January 1, 2011

Children, Families and Pediatric Palliative Care Research

Pediatric palliative care refers to the care provided to children with life-threatening, progressive conditions. This care may focus on: providing comfort; managing pain; prevention and treatment of symptoms; and any other interventions that will contribute to improving the overall quality of life of the ill child and his/her family during the illness and in the family’s bereavement. The research conducted by the PedPalASCNET group is focused on the discovery of information and evidence that will help to improve the practice of pediatric palliative care, with the aim of improving quality of life. Furthermore, PedPalASCNET does not only focus on the care of the ill child, but also on the child’s family, with the hope of making this difficult time just a little bit easier. Without the contribution of the children and families, research in pediatric palliative care would not be possible.

Children in Pediatric Palliative Care Research

Our research focuses on children (0-19 years) with life-threatening conditions and is inclusive of peri-natal and neonatal palliative care. We are interested in studying the bio-psychosocial-spiritual symptoms of the child at the point of diagnosis and throughout the trajectory of the illness.

With regards to life-threatening conditions, we know that:

  • Life-threatening conditions are often progressive, rare and complex.
  • Little can be done to stop or slow the disease and treatment is often focused on prevention and relief of symptoms, as well as addressing emotional, social and spiritual symptoms.
  • Cancer remains the most common cause of illness in children.
  • While less common, pediatric palliative care is also beneficial for children who have neuromuscular, metabolic or neurodegenerative diseases, severe neurological impairment, gene-based and multi-organ conditions.

Our research does not focus on any one condition or cause of illness but seeks to provide information relevant to the practice of pediatric palliative care. In some instances, we have utilized the four quadrant model developed by Association for Children with Life-Threatening or Terminal Conditions and Their Families (ACT) (now Together for Short Lives) to classify the conditions of children in pediatric palliative care research.

Research with these children is important because:

  • Many of the conditions are rare and as a result, lack dedicated funding for disease-specific research.
  • The conditions that affect children differ to those that affect adults; pediatric palliative care differs to adult palliative care. Historically, palliative care research has focused on adult patients.

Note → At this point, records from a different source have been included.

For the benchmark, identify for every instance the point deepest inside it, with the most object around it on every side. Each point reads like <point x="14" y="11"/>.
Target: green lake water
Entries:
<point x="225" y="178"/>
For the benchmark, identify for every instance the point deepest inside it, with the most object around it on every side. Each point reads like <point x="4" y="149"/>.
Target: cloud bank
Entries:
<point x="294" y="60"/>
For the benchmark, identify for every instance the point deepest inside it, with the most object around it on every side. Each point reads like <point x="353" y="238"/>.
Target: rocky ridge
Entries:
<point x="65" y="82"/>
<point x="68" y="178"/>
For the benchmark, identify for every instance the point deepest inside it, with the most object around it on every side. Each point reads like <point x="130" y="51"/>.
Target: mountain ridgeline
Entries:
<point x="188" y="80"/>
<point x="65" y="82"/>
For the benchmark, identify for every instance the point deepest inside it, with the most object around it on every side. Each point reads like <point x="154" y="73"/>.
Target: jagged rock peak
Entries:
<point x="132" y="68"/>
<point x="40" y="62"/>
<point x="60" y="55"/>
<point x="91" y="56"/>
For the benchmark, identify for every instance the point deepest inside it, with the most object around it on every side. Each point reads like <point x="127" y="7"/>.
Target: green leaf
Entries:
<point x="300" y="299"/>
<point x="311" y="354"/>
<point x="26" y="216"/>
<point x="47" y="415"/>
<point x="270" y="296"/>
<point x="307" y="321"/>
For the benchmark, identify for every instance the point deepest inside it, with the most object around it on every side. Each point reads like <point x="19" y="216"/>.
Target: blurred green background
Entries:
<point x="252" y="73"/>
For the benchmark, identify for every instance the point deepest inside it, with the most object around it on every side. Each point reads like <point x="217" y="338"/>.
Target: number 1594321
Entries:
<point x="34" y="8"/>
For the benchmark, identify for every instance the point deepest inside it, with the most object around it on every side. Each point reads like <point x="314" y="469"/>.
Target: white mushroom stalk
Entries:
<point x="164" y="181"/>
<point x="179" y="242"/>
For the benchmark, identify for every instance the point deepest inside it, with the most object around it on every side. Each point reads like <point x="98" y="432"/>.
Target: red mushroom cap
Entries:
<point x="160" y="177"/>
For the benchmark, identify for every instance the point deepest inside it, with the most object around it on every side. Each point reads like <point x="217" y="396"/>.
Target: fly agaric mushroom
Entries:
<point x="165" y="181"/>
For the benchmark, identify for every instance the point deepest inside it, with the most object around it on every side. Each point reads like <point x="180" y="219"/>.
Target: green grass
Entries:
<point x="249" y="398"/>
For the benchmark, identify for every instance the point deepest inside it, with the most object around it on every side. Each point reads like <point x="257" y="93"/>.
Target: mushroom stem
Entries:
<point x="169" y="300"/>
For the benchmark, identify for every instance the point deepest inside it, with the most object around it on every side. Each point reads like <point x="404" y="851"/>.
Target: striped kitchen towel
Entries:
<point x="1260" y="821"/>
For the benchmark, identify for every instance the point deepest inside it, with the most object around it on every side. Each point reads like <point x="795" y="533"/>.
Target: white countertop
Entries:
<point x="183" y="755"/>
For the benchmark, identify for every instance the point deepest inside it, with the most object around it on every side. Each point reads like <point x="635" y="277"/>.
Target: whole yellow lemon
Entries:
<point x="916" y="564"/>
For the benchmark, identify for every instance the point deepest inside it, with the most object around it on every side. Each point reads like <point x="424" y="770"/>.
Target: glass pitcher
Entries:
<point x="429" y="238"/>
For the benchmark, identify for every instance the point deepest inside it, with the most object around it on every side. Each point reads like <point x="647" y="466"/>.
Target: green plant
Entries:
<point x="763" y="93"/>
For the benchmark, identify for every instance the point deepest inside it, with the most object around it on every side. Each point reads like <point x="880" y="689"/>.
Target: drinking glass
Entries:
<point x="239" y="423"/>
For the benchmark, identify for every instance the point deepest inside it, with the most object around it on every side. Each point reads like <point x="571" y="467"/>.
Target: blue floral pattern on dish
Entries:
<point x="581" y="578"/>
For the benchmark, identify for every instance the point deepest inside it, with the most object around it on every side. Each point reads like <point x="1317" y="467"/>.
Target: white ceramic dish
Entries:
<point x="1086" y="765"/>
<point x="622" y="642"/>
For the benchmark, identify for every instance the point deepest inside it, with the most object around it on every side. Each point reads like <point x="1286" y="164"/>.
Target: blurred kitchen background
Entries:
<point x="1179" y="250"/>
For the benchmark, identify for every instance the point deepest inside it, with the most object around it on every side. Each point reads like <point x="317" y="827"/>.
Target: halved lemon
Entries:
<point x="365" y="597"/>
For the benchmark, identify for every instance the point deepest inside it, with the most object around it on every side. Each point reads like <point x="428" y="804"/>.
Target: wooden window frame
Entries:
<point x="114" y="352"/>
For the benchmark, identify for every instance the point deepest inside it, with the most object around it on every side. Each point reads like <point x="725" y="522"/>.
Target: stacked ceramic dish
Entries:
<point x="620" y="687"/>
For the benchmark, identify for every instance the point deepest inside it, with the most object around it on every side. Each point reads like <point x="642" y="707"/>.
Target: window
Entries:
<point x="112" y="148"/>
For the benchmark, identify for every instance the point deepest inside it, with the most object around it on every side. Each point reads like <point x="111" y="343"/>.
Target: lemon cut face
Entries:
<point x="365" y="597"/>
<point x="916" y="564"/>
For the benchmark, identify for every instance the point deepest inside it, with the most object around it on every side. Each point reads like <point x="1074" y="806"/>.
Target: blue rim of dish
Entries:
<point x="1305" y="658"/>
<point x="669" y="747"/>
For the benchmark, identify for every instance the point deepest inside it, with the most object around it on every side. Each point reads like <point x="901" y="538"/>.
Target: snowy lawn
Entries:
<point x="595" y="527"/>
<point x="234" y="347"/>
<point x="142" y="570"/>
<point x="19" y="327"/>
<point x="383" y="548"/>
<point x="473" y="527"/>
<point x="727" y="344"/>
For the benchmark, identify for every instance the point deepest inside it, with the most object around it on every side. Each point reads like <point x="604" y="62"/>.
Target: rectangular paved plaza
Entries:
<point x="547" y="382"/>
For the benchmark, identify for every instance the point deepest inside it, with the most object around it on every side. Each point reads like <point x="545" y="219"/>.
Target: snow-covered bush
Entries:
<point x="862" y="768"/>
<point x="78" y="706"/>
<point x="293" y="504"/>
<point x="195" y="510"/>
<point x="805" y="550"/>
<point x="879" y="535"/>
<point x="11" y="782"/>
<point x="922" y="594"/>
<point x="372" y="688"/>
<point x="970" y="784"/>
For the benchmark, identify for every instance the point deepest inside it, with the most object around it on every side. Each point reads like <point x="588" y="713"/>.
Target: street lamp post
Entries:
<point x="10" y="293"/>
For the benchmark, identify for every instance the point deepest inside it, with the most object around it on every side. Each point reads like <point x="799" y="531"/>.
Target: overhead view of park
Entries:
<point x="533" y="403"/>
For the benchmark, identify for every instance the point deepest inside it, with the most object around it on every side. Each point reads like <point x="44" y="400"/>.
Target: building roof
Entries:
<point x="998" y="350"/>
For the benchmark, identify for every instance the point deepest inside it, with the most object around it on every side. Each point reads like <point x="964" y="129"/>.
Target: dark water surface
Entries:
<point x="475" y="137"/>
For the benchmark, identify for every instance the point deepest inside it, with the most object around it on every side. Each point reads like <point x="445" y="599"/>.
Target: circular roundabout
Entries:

We need to continue to build on our knowledge and evidence base in pediatric palliative care.
  • While cures for these conditions have not yet been realised, there is great potential to enhance comfort and quality of life through care. It is important to describe what this care looks like.
  • The illness will invariably have an impact on the child, the child’s family, community, teachers, health care providers, and school friends. Research is needed to provide knowledge on how to best support this group.

What we hope to gain from our research with children:

  • An understanding of best practices in the care of children with life-threatening conditions.
  • An ability to describe the experiences of children with life-threatening conditions.
  • Knowledge and evidence to support positive outcomes for children with life-threatening conditions.

Children in pediatric palliative care are at the centre of our research. The children tell us, in various ways, which interventions have positive effects and which interventions do not. The information gleaned from the children in our pediatric palliative care studies are invaluable to our research, and better enables us to provide information and evidence to healthcare providers and families, with the aim of improving care.

Families in Pediatric Palliative Care Research

Our research does not only focus on the care of the child, but also the management of the bio-psychosocial-spiritual impact on the family and community during a child’s illness and after the loss of a child.

With regards to families, we know that:

  • A life-threatening illness in a child will impact significantly on the child’s family.
  • The negative impact on families has been well documented but less is known about the growth that may occur.
  • Families make decisions (often difficult) for their ill child and as a result, play a major role in the interventions provided to the child.
  • Families are an important aspect of the child’s treatment and play a major supporting role.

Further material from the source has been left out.